An agreement was reached among all parties involved in federal litigation under the Endangered Species Act concerning the Beech Ridge wind project in Greenbrier County, West Virginia, that will provide for additional protection of the endangered Indiana bat and other wildlife while allowing some elements of the project to move forward.
The agreement, which was filed in U.S. District Court for the District of Maryland, resolves outstanding federal litigation by setting forth protective conditions on which additional project construction and operation may occur while Beech Ridge applies for an Incidental Take Permit relative to the Indiana bat from the U.S. Fish and Wildlife Service (FWS).

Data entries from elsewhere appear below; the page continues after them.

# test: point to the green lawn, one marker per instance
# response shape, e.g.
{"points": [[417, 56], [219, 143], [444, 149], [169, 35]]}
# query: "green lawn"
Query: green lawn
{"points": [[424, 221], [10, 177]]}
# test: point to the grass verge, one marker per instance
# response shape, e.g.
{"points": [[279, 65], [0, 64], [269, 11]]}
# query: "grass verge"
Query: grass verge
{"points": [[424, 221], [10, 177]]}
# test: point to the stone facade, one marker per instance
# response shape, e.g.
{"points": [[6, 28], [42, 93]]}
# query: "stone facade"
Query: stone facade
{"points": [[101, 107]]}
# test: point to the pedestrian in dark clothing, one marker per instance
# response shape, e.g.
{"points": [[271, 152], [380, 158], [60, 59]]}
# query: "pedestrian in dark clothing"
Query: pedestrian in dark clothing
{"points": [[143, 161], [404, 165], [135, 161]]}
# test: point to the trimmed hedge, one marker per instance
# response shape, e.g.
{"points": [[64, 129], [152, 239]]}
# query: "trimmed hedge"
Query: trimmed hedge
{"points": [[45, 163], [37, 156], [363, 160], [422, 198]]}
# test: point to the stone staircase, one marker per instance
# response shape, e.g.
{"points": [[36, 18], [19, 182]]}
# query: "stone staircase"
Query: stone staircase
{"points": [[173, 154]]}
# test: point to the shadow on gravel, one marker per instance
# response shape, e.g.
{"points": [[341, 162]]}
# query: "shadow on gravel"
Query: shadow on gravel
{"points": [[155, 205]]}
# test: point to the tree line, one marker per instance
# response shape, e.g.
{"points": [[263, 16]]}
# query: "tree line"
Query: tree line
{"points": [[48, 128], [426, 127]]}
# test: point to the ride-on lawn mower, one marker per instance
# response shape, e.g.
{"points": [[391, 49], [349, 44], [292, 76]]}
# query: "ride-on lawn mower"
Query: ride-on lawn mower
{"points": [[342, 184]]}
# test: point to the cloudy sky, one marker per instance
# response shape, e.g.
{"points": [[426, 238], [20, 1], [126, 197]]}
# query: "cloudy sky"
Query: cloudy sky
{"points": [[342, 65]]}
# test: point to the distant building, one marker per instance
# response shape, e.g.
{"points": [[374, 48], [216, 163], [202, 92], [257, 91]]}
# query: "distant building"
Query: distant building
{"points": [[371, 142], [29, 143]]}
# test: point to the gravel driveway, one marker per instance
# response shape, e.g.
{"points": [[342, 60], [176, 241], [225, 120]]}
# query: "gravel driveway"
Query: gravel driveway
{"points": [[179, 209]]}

Details of the agreement, which has been approved by the Court, can be viewed by clicking on the links in appearing at the bottom of this page. The key components of the agreement are as follows:
-The developers will permanently abandoned 31 turbines nearest the Indiana bat hibernacula (about 25% of the overall project);
-The developers committed to getting an incidental take permits and habitat conservation plan;
-Until the incidental take permit is granted (which will likely take about two years), no turbines may operate during nighttime except during winter when Indiana bats are hibernating;
-Bat and bird searches will occur regularly to ensure that no stray bats are being killed during daytime operation prior to issuance of an incidental take permit;
-Plaintiffs will play a role in the incidental take permit process, but will play a much more productive role than is typical because they will be involved from the beginning;
-If the Fish and Wildlife Service requests any further layout changes that could reduce the size of the project, the developer has agreed to live with the Service's decision;
-The developers have given up all appeal rights to the 4th Circuit; and
-The developers have given up their motion for reconsideration that was pending before Judge Titus.
Many believe that this project will set the bar for how wind companies must operate with regard to bats and other wildlife in the eastern U.S.